Ja, das haben wir natürlich noch! In erster Linie hat sich die Politik gewandelt. Ohne dass es groß deklariert wurde, ist aus einer Politik der Willkommenskultur eine Politik der Festung Europa geworden, was sich natürlich auch im Bewusstsein der Menschen niederschlägt. Wir haben ein stabiles, hohes Niveau an ehrenamtlichem Engagement. An einzelnen kleinen Ecken beginnt es ein bisschen nachzulassen – vor allem im langfristigen, jahrelangen Engagement, an anderen wächst es weiter. Aber das Gesamtniveau ist ungebrochen hoch und ein Beweis für die wirklich gewaltige Energie, die in diesem Land steckt. Das ist ein Schatz für dieses Land.

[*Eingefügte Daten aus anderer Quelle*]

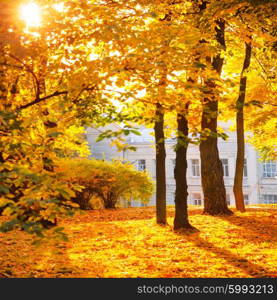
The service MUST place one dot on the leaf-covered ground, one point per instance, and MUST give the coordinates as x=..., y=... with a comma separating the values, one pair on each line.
x=128, y=243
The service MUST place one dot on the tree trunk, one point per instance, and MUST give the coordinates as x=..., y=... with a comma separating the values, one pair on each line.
x=238, y=181
x=180, y=175
x=160, y=166
x=211, y=166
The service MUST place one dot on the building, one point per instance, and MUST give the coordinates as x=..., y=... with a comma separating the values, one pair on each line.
x=260, y=178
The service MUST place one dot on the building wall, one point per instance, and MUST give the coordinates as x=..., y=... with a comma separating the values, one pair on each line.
x=254, y=185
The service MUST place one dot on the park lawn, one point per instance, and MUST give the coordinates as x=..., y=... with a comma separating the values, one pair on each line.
x=127, y=243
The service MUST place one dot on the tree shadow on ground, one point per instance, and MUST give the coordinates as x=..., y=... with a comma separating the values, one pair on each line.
x=255, y=230
x=253, y=270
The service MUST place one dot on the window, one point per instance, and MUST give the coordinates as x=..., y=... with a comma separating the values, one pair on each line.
x=245, y=169
x=228, y=199
x=195, y=167
x=196, y=199
x=246, y=199
x=141, y=165
x=269, y=199
x=269, y=169
x=225, y=166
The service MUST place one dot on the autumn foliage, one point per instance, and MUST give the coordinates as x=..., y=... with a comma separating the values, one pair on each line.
x=105, y=182
x=128, y=243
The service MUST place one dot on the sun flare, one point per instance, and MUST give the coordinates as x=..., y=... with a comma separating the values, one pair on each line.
x=31, y=14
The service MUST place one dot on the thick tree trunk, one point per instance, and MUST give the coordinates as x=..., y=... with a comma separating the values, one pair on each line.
x=180, y=175
x=160, y=166
x=211, y=166
x=238, y=181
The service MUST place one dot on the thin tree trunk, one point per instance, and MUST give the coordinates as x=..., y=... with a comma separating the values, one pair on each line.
x=180, y=174
x=238, y=181
x=211, y=166
x=160, y=166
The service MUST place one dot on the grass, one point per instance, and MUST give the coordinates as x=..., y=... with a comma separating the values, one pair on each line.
x=128, y=243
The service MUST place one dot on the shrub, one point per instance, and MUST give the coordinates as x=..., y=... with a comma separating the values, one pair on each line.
x=107, y=181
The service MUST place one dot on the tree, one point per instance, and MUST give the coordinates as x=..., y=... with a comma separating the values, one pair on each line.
x=238, y=180
x=180, y=173
x=211, y=166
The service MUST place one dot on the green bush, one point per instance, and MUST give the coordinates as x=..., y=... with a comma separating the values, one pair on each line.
x=107, y=182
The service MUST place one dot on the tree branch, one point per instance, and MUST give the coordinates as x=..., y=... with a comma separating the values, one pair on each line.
x=38, y=100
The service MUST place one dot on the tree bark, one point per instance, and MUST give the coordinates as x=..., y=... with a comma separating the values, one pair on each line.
x=211, y=166
x=180, y=174
x=160, y=166
x=238, y=180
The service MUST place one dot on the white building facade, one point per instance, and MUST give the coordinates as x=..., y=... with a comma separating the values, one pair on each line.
x=260, y=178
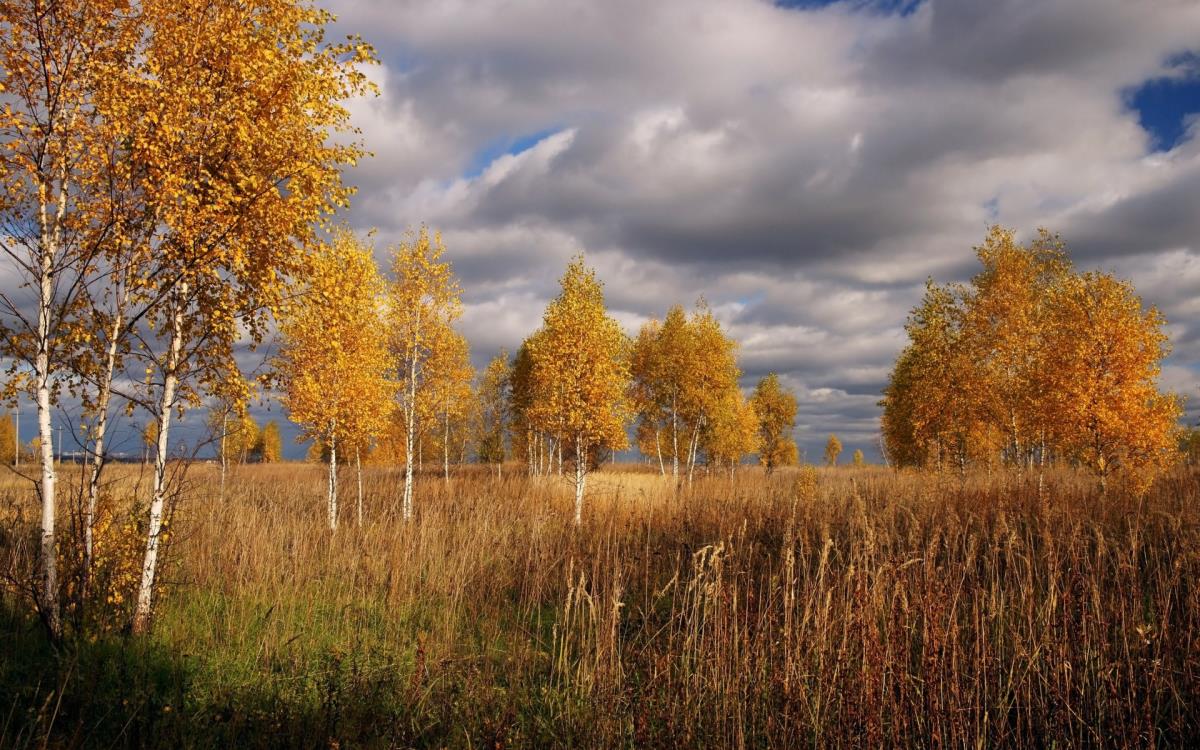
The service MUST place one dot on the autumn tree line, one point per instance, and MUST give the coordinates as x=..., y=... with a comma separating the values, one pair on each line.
x=1032, y=364
x=373, y=370
x=168, y=169
x=171, y=177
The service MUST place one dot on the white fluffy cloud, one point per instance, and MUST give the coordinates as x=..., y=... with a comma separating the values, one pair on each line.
x=804, y=169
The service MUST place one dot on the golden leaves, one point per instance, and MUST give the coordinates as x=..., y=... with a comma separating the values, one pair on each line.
x=1032, y=363
x=335, y=363
x=579, y=371
x=774, y=407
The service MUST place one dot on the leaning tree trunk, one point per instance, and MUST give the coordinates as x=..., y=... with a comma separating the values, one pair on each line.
x=49, y=583
x=166, y=406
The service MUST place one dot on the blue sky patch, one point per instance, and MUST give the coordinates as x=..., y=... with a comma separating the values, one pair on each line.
x=1163, y=105
x=502, y=147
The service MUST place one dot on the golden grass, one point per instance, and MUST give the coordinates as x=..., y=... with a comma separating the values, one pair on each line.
x=853, y=607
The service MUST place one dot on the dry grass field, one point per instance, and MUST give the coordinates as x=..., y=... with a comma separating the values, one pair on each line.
x=832, y=607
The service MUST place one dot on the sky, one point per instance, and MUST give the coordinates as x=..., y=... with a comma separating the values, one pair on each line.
x=803, y=166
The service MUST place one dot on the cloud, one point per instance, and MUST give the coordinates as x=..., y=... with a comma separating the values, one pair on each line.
x=802, y=168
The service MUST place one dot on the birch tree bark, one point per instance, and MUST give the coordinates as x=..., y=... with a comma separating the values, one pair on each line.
x=166, y=406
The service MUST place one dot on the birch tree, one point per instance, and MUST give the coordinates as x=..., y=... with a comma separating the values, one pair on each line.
x=234, y=109
x=1103, y=359
x=774, y=407
x=424, y=303
x=493, y=396
x=580, y=373
x=334, y=361
x=55, y=216
x=449, y=377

Eine Aufgabe der Wohlfahrtsverbände ist es auch, die soziale Verantwortung in der Bevölkerung zu pflegen und zu stärken. Wie machen Sie das?

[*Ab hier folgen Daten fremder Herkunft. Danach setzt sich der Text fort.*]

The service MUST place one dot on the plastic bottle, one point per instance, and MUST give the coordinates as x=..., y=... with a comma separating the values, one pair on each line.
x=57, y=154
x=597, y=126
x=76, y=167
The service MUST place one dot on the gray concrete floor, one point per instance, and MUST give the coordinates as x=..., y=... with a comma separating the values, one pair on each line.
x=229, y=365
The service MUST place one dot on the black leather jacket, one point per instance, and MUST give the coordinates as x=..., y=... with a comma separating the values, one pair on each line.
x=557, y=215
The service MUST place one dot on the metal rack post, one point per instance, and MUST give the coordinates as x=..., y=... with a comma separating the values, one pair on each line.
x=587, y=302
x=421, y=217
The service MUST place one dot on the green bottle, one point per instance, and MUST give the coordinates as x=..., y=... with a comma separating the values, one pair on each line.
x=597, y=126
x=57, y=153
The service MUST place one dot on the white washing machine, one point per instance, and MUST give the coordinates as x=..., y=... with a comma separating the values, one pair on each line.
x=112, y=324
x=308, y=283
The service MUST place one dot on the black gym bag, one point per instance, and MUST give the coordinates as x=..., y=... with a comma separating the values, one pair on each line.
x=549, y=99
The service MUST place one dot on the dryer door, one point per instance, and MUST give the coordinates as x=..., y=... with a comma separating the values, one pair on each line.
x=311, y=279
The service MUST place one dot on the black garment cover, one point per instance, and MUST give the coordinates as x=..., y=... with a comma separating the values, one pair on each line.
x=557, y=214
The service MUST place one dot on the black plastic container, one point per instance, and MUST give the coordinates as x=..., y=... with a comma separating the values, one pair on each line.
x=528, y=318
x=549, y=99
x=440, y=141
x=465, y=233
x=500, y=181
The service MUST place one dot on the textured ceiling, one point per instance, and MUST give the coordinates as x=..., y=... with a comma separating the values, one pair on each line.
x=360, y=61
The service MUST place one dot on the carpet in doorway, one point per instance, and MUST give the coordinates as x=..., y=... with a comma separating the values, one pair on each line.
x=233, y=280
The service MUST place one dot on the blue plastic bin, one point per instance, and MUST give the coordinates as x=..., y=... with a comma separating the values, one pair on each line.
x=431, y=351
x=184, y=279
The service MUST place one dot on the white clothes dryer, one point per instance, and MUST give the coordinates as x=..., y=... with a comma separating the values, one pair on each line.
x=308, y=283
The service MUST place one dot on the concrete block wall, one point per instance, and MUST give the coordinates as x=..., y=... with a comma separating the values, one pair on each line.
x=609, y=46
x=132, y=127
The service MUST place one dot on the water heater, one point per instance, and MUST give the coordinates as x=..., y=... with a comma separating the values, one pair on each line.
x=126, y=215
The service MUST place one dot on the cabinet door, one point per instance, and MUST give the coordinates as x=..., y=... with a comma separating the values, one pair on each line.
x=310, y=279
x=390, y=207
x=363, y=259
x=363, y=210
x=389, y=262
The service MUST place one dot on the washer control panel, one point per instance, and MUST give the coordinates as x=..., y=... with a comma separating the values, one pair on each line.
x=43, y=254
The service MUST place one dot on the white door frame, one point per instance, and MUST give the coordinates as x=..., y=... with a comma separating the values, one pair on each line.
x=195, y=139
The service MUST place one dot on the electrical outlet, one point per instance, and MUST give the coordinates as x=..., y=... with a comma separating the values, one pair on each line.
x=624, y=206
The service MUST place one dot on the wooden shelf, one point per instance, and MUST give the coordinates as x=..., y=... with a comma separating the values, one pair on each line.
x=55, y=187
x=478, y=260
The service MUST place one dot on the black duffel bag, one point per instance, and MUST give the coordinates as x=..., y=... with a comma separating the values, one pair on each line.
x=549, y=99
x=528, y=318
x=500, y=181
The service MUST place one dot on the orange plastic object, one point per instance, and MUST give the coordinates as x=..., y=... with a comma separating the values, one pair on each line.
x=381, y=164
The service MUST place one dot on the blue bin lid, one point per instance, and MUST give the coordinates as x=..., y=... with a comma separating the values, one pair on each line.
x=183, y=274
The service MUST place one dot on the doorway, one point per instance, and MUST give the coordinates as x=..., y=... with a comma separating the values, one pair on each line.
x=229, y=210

Als paritätischer Gesamtverband beruht unsere Arbeit auf den beiden Werten: gleicher Respekt und gleiche Chancen für jeden Menschen. Und wir leiten aus dieser Werteorientierung das ab, was man altmodisch „das Wächteramt“ nennt. Wir haben die Aufgabe, denen, die sonst nicht gehört werden, eine Stimme zu geben. Und wir haben die Pflicht, darauf aufmerksam zu machen, durch welche Entwicklungen in der Makropolitik Bedürftigkeiten und Probleme entstehen. Wir weisen z. B. auf die Defizite einer Sozialpolitik hin, die das Auseinandergehen der sozialen Schere nicht nur toleriert, sondern befördert. Auf diese Weise machen wir Interessenpolitik. Das können wir nur glaubwürdig, weil ein großer Wohlfahrtsverband mit vielen Mitgliedsorganisationen ein sehr feines Nervensystem ist, bei dem die Nervenenden eben bis an die dunklen Ecken und Bruchkanten der Gesellschaft reichen, wo normalerweise nicht so gern hingeguckt wird. Das macht uns natürlich aufmerksam für die Bedrohungen, die bestehen. Das sind z. B. die 3.500 Straftaten im Umfeld von Flüchtlingseinrichtungen in 2016. Wir beobachten allerdings auch, dass sich in Reaktion ehrenamtliche Arbeit im Flüchtlingsbereich politisiert. Ehrenamtliche Arbeit mit Flüchtlingen ist quasi ein Statement nicht nur für geflüchtete Menschen, sondern auch gegen IS-Terror und gegen Rechts.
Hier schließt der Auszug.